Way back in the early days I was working at Restaurant Citrus on Melrose Avenue in LA, under a great team (Michel Richard, Alain Giraud, and Patric Kuh,) in an amazing kitchen. All the celebrities would come in and peek into the kitchen to see what was going on, because we were making art with the dishes, blending French and Mexican flavors, and creating something truly incredible. That experience cemented my passion for the industry. 
What is the newest culinary trend you see emerging that you’re using yourself?
It’s certainly not a new trend, but an ever growing trend that I’m very conscious of is that we’re all seemingly turning into pseudo-vegetarians. To appeal to a vegetable driven experience, we’re making protein portions smaller, and instead placing more of an emphasis on vegetables. This ties into the sustainability movement, and being able to maintain consistent quality while keeping our children and the future in mind. 
If you could share one surprising thing about yourself, what would it be?
I was the state champion rodeo cowboy in Bend, Oregon as a teenager. 
What’s the greatest fear you’ve had to overcome to get where you are today?
One of the best things about our industry is that the people that have fear don’t make it far. Fearlessness, above intelligence, is what propels people in this industry. You’ve got to be slightly off the mark, and just a little insane, to succeed. 
Is there a Chef who you admire the most? Who and why?
I’m lucky enough to work with one of the chefs I admire most, Chef Joe Magnanelli, the Executive Chef of one of our concepts, Animae.

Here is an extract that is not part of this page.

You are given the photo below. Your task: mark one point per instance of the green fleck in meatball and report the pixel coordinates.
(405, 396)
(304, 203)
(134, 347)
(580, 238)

He is a joy to work with, has top notch organization, incredible consistency, produces great flavors, and beyond his prowess in the kitchen, is a family man and competes in triathlons, half marathons, and spartan races in his spare time. 
Beyond chefs, I’ve really come to admire restaurateurs; Sam Fox and Danny Meyer are two of the best. 
What advice would you give to young aspiring chefs or who are just starting out in the restaurant industry?
I would advise anyone starting out in the industry to really understand what you’re getting yourself into. It’s not what it looks like on TV, you’re signing up for long hours, stress, hard days, and a lot of work. It’s really a passion industry, but if that passion is there, and you take your time to gain the knowledge and tools you need before advancing, instead of rushing to be the chef, you’ll succeed. 
Name one meal that you couldn’t live without?
My go to answer was always seafood ―dungeness and king crab, lobster, and oysters. Now, I’m hooked on umami. Fun, progressive Asian flavors, and what they’re doing at MTN in LA, have become flavors I can’t live without.
What can attendees expect from your demonstration at the 2019 Western Foodservice & Hospitality Expo?
My demonstration will guarantee laughs, a lot of fun, good stories, the demystifying of potato gnocchi, which is always a crowd pleaser, and advice on the industry. 
You support dozens of organizations and nonprofits, including Rady Children’s Hospital, the Berry Good Food Foundation, Juvenile Diabetes Research Foundation, and more. Is there something that specifically draws you to these organizations?
At the end of the day it’s all about our children. I have young children, and each of these organizations support their generation, Radys Children’s Hospital and the Juvenile Diabetes Research Foundation in an obvious way, but the Berry Good Food Foundation teaches kids how to garden, how and where they get their food, and provides general food education that they can carry into life. Anything we can do to help children navigate this difficult world is something I can support. As they say, “teach the children well and let them lead the way.”
Bonus Question: If you had to ride any insect into battle, what would it be and why?
It would have to be a dragonfly. They fly fast, they’re fierce, they have great names, and cool wings ―the people I am battling would run in fear immediately.